00:15:32.700 It's actually funny.
00:15:34.640 Reporters, news reporters in Canada used to commonly refer to this as illegal immigration.
00:15:38.940 Then the Trudeau government held a series of press conferences saying that it shouldn't be called illegal immigration.
00:15:44.880 It should be called irregular immigration.
00:15:47.180 And then all the news media just sort of fell in line.
00:15:49.680 And it was like that from that day forth, every report called it irregular immigration.
00:15:54.700 And that was sort of like illegal was a dog whistle.
00:15:57.360 So that's a very, but, you know, just that's very similar to what's been happening with the Corona situation.
00:16:04.400 CNN in America has, in recent days, been criticizing various Trump supporters and Trump officials for referring to the Chinese virus or to the Chinese Wuhan virus and so on.
00:16:16.300 And yet there are dozens of videos you can see online of CNN reporters using exactly the same terminology up until yesterday, you know.
00:16:25.940 And so what is what is really going on here?
00:16:29.420 I just said there's two things in each of these cases.
00:16:33.020 One is it's in the face of potentially catastrophic events or at least world changing events.
00:16:41.640 It is much easier as societies like with individuals to focus on the small number of things we correctly or otherwise believe to be within our control.

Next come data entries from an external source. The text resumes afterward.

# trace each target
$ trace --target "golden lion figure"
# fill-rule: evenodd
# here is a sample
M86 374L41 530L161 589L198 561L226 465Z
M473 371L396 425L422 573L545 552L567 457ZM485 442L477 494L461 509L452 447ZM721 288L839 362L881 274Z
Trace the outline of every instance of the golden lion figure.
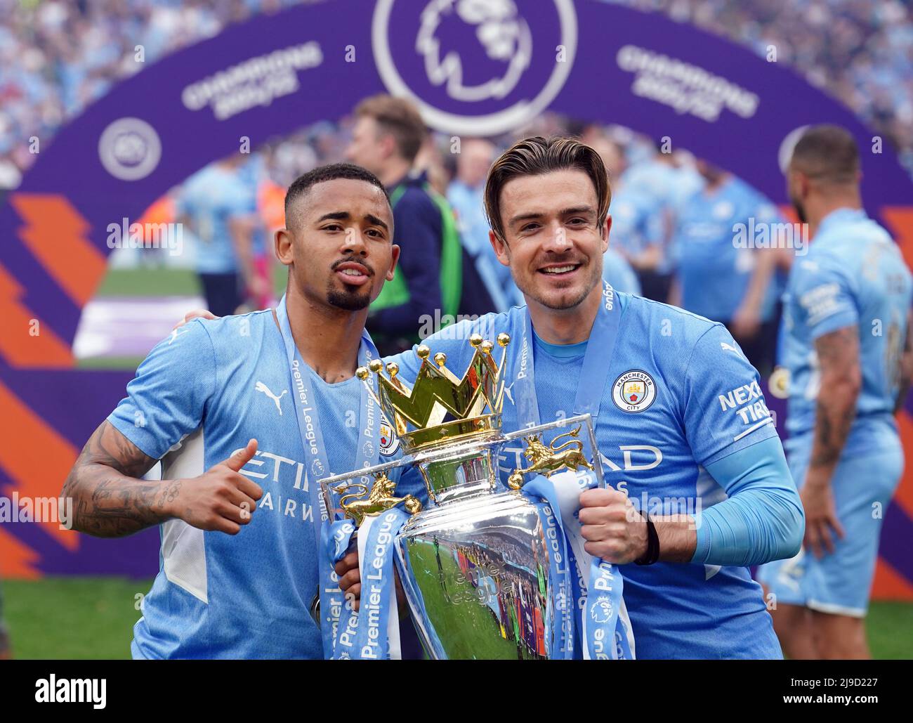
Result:
M524 437L526 449L523 450L523 456L532 464L526 469L515 469L513 474L508 477L508 486L511 489L519 489L523 487L523 475L530 472L538 472L545 477L551 477L552 472L562 468L572 469L574 472L582 466L593 469L593 465L587 462L586 457L583 456L583 443L576 438L580 435L580 428L581 425L578 424L575 429L559 435L552 440L551 446L543 445L539 435ZM555 446L555 442L562 436L574 437L574 439L569 439L564 444ZM565 447L567 448L565 449Z
M374 480L370 493L367 486L361 482L334 488L336 492L346 493L340 498L340 507L344 510L345 516L354 521L355 527L361 527L366 517L381 515L400 502L405 503L406 511L411 515L422 510L422 503L412 495L394 497L396 483L392 482L386 473L380 472L374 475ZM349 492L354 487L361 487L361 491ZM365 494L368 495L367 498L360 499Z

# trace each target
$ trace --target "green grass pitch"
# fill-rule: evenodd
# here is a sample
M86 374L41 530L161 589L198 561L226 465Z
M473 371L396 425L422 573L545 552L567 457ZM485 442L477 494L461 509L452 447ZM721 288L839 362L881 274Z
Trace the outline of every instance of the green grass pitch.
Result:
M429 569L436 571L434 550L430 561ZM441 561L446 564L443 555ZM456 568L452 560L450 564ZM5 580L2 585L15 657L129 658L133 623L140 618L136 596L148 592L152 582L54 577L34 582ZM436 590L435 585L429 587ZM446 604L443 591L438 596L429 595L432 609ZM470 618L488 615L478 606L462 607ZM490 616L476 623L490 625ZM913 658L913 603L873 602L866 624L874 657ZM500 637L489 640L490 647L475 651L477 657L516 656L512 643ZM461 652L470 656L473 651L468 643L464 645Z

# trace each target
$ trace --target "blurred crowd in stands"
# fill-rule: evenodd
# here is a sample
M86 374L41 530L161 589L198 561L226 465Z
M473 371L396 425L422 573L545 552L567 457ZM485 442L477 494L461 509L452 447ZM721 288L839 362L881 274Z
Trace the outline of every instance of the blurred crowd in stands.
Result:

00:16:52.960 Because there is so much that is outside of our control.
00:16:57.460 You know, we cannot do anything to stop potentially thousands of people dying in Europe, Italy, anywhere else.
00:17:06.620 We can do very little to stop the stock market crashing in such a way that a lot of Canadian house owners are in serious financial trouble at some point.
00:17:23.900 We can do very little to nothing about these things.
00:17:27.460 So we very often, I think, as human beings console ourselves with what we cannot deal with by doubling down, being especially pernickety about those remaining things we correctly or otherwise think are in our control and within our competency at such moments.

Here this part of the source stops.